Two Egyptian men, possibly inspired by events in Tunisia, attempted to set themselves on fire Tuesday in downtown Cairo, just a day after another man burned himself in front of parliament.
Police managed to quickly extinguish the fire engulfing 40-year-old lawyer Mohammed Farouq Hassan after he set himself alight outside the prime minister's office. Before setting fire to himself, he had shouted slogans against rising prices, according to one source. He was rushed to hospital with minor burns.
A second man, identified as Sayed Ali Sayed, attempted to do the same thing outside the nearby parliament building but was stopped by guards in the area. There was no word on his motive.
Tuesday's incidents come one day after protesters in Mauritania and Algeria set themselves alight in apparent attempts to copycat the fatal self-immolation of a Tunisian man that helped inspire the protests that toppled Tunisia's authoritarian president.
It also follows the self-immolation of an Egyptian man on Monday, who set himself on fire outside the parliament to protest the authorities' denying him cheap subsidized bread to resell to patrons of his small restaurant east of Cairo. The man survived with burns to his neck, face and legs.

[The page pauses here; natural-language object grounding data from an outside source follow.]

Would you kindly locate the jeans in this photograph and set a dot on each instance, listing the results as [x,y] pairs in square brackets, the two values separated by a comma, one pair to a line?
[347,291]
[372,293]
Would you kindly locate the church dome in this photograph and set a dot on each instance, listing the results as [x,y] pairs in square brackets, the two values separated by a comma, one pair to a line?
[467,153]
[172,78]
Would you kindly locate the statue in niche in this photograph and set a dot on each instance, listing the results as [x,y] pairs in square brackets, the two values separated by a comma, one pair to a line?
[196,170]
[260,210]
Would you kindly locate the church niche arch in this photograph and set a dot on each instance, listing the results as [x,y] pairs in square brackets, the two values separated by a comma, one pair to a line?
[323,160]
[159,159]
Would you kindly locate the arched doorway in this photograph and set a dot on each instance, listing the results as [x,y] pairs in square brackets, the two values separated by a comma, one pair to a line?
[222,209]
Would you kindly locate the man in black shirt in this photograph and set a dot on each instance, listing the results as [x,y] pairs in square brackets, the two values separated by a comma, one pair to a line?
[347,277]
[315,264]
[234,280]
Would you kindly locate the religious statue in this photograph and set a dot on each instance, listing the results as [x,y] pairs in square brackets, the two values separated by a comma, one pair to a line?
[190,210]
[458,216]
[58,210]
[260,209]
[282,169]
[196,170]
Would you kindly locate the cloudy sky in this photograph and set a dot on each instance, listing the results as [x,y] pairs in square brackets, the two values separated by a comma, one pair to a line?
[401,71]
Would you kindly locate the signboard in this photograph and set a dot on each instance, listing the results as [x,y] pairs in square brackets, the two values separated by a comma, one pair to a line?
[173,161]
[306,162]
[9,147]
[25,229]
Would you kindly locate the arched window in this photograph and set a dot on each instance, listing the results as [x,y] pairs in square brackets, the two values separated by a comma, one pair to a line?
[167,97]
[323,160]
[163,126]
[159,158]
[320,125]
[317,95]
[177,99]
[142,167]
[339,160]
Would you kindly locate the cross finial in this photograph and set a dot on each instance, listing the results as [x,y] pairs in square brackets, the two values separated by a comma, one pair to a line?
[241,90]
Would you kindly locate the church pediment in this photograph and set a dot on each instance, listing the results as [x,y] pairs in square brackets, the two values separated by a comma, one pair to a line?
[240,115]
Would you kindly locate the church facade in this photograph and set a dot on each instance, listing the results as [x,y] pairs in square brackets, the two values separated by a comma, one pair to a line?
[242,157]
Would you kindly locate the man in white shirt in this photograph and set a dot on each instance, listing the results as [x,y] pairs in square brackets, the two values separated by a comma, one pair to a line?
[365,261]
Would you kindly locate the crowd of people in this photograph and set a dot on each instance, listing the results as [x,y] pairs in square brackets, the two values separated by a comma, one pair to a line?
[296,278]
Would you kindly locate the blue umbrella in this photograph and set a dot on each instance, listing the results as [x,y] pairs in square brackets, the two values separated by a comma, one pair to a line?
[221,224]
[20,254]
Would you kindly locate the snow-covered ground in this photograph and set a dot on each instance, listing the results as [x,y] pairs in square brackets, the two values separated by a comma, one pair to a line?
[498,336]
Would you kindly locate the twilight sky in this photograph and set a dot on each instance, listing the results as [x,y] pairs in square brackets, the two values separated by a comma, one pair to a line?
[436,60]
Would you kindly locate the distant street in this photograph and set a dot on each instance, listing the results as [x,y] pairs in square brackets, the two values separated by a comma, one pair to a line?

Aside from the case in Tunisia, however, the only fatality has been a protester in Algeria Saturday.
While isolated, the incidents in Egypt, Mauritania and Algeria reflect the growing despair among much of the Arab public with no real means of expressing its dissatisfaction. They are deeply symbolic means of protest in a region that has little or no tolerance for dissent.
It was the self-immolation of Mohammed Bouazizi, a 26-year-old unemployed man in Tunisia, last month that sparked the tidal wave of protests that toppled President Zine El Abidine Ben Ali on Friday.
Ben Ali ruled with an iron fist for 23 years. Similarly authoritarian rulers across much of the Arab world have been in power as long or longer, like Libya's Moammar Gadhafi, in power since 1969; Egypt's Hosni Mubarak, in office since 1981; and Yemen's Ali Abdullah Saleh, who has ruled that impoverished nation since he seized power more than 30 years ago.
The stunning collapse of the Tunisian leader drew a litany of calls for change elsewhere in the Arab world, but activists faced the reality of vast security forces heavily vested in the status quo and hard-line regimes that crack down on dissent.
But Egyptian Foreign Minister Ahmed Aboul Gheit ruled out the possibility that Tunisia's political uprising will spread.
Self-immolation as a method of protest is uncommon in the Arab world, where many associate it with protesters in the Far East or the Indian subcontinent. But Egyptian women in rural or poor urban areas have been known to set themselves on fire to protest violent husbands, abusive parents or an unwanted suitor.